Mayhugh was a native Washingtonian who began his career as a jazz drummer when he was 16. He turned to broadcasting in 1949, reading the morning news on WFAX-AM in Fairfax County, Va.
Early in his career, he was the host of a morning show and a children’s show, and he had a brief turn as a television announcer in the early 1950s before finding his niche as a DJ and interviewer, where he brought a musician’s insight to the airwaves. He first joined WMAL 630 AM in 1953 as the host of “Mayhugh’s Moods” from 10 to 11 p.m.
Early in his career, Mayhugh said, he learned the secret of radio’s particular sense of intimacy.
“People don’t sit in groups and listen to the radio,” he said in 2009. “You must speak just as though you’re talking to just one person.”

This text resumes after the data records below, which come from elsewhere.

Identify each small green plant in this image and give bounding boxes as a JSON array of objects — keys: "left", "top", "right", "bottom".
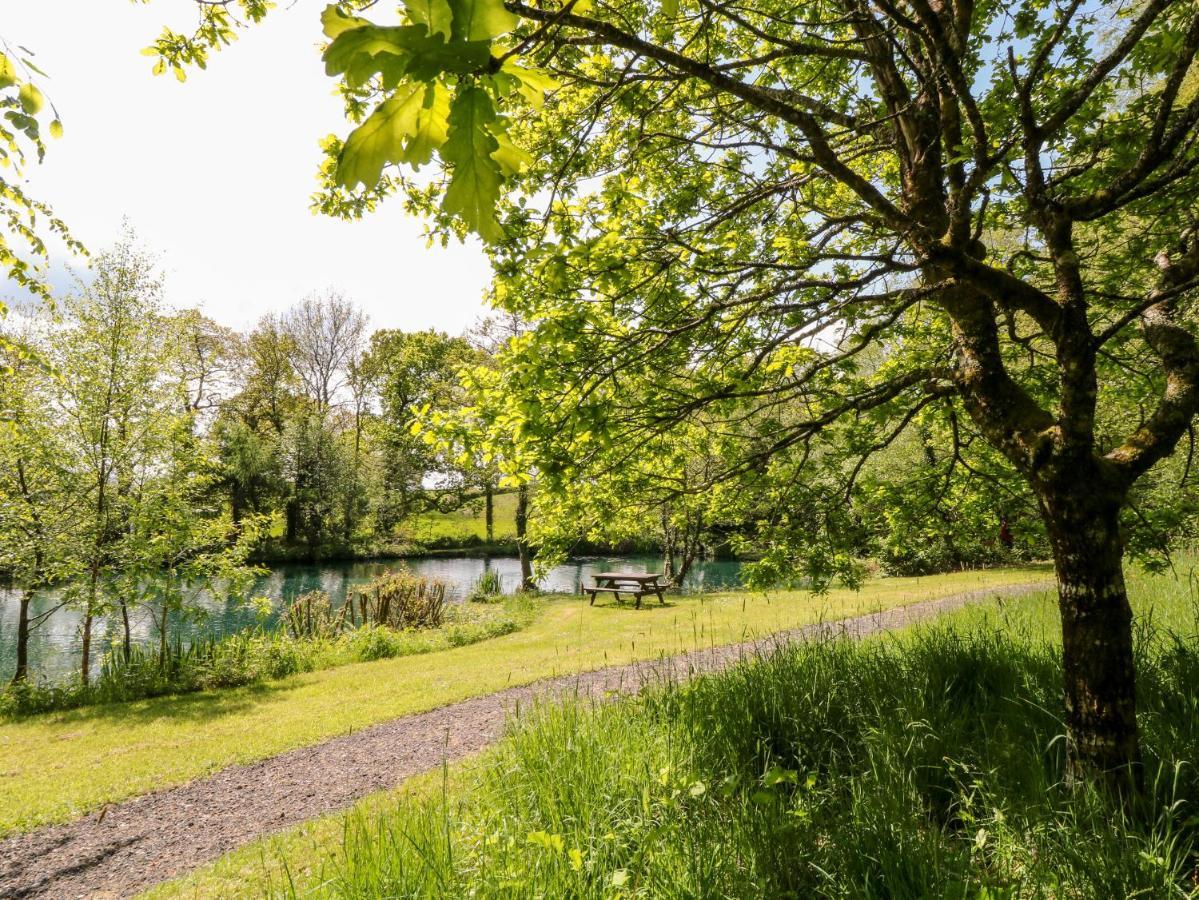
[{"left": 468, "top": 569, "right": 504, "bottom": 603}]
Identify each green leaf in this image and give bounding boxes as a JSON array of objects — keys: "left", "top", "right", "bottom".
[
  {"left": 661, "top": 0, "right": 680, "bottom": 16},
  {"left": 324, "top": 23, "right": 490, "bottom": 86},
  {"left": 337, "top": 81, "right": 451, "bottom": 188},
  {"left": 441, "top": 86, "right": 504, "bottom": 241},
  {"left": 17, "top": 83, "right": 43, "bottom": 116},
  {"left": 48, "top": 119, "right": 63, "bottom": 140},
  {"left": 323, "top": 25, "right": 415, "bottom": 86},
  {"left": 490, "top": 125, "right": 532, "bottom": 176},
  {"left": 448, "top": 0, "right": 518, "bottom": 41},
  {"left": 401, "top": 33, "right": 492, "bottom": 81},
  {"left": 404, "top": 0, "right": 454, "bottom": 38},
  {"left": 499, "top": 61, "right": 559, "bottom": 108},
  {"left": 320, "top": 4, "right": 370, "bottom": 39},
  {"left": 402, "top": 82, "right": 452, "bottom": 166},
  {"left": 0, "top": 54, "right": 16, "bottom": 90}
]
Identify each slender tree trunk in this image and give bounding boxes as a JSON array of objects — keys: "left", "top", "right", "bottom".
[
  {"left": 160, "top": 601, "right": 169, "bottom": 663},
  {"left": 515, "top": 484, "right": 534, "bottom": 591},
  {"left": 120, "top": 600, "right": 132, "bottom": 662},
  {"left": 676, "top": 543, "right": 697, "bottom": 587},
  {"left": 12, "top": 589, "right": 33, "bottom": 684},
  {"left": 1041, "top": 484, "right": 1141, "bottom": 791},
  {"left": 12, "top": 462, "right": 42, "bottom": 685},
  {"left": 484, "top": 484, "right": 494, "bottom": 544},
  {"left": 81, "top": 607, "right": 94, "bottom": 687},
  {"left": 661, "top": 506, "right": 677, "bottom": 585}
]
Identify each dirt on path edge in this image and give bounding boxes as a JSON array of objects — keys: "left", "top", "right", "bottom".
[{"left": 0, "top": 581, "right": 1051, "bottom": 899}]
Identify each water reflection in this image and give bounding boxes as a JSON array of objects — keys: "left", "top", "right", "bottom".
[{"left": 0, "top": 555, "right": 742, "bottom": 683}]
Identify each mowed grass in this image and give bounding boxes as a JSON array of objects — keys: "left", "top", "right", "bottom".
[
  {"left": 151, "top": 562, "right": 1199, "bottom": 899},
  {"left": 0, "top": 567, "right": 1045, "bottom": 835}
]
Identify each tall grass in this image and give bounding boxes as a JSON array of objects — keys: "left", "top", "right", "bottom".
[{"left": 266, "top": 569, "right": 1199, "bottom": 897}]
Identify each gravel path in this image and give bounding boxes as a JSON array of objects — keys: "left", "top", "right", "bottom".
[{"left": 0, "top": 581, "right": 1049, "bottom": 898}]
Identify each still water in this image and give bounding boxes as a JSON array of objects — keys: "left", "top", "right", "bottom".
[{"left": 0, "top": 555, "right": 742, "bottom": 683}]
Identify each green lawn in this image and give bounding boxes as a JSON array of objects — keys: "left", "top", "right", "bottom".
[
  {"left": 0, "top": 567, "right": 1046, "bottom": 836},
  {"left": 148, "top": 562, "right": 1199, "bottom": 899}
]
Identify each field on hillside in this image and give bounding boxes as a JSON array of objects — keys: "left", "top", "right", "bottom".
[
  {"left": 403, "top": 492, "right": 519, "bottom": 544},
  {"left": 152, "top": 561, "right": 1199, "bottom": 898}
]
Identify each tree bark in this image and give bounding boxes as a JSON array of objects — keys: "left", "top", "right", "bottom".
[
  {"left": 515, "top": 484, "right": 534, "bottom": 591},
  {"left": 80, "top": 607, "right": 94, "bottom": 688},
  {"left": 1040, "top": 479, "right": 1141, "bottom": 791},
  {"left": 484, "top": 484, "right": 494, "bottom": 544},
  {"left": 120, "top": 599, "right": 133, "bottom": 662},
  {"left": 12, "top": 589, "right": 32, "bottom": 684},
  {"left": 661, "top": 506, "right": 677, "bottom": 585}
]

During the 1950s, Mayhugh produced and hosted an ABC Radio show of jazz big bands appearing at the Glen Echo ballroom in Maryland, where he chatted with such well-known musicians as Count Basie, Woody Herman and Stan Kenton.
In 1954, Mayhugh moved to WOL-AM, where he began with a late-night show before shifting to a daytime slot for eight years. He returned to WMAL in 1964 as host of the “All Night Show,” which ran from midnight (later changed to 1 a.m.) to 6 a.m. He was a fixture on WMAL for 29 years.
Beginning in the 1950s, he was a frequent emcee at charity events, including golf tournaments and other benefits. For more than 20 years, he hosted an annual 25-hour radio marathon to raise money for leukemia research. He was credited with raising more than $15 million for that cause alone.
Throughout his career, until he left the airwaves when WMAL switched to an all-news format in
1993, Mayhugh acted as the writer, producer, director and host of his shows.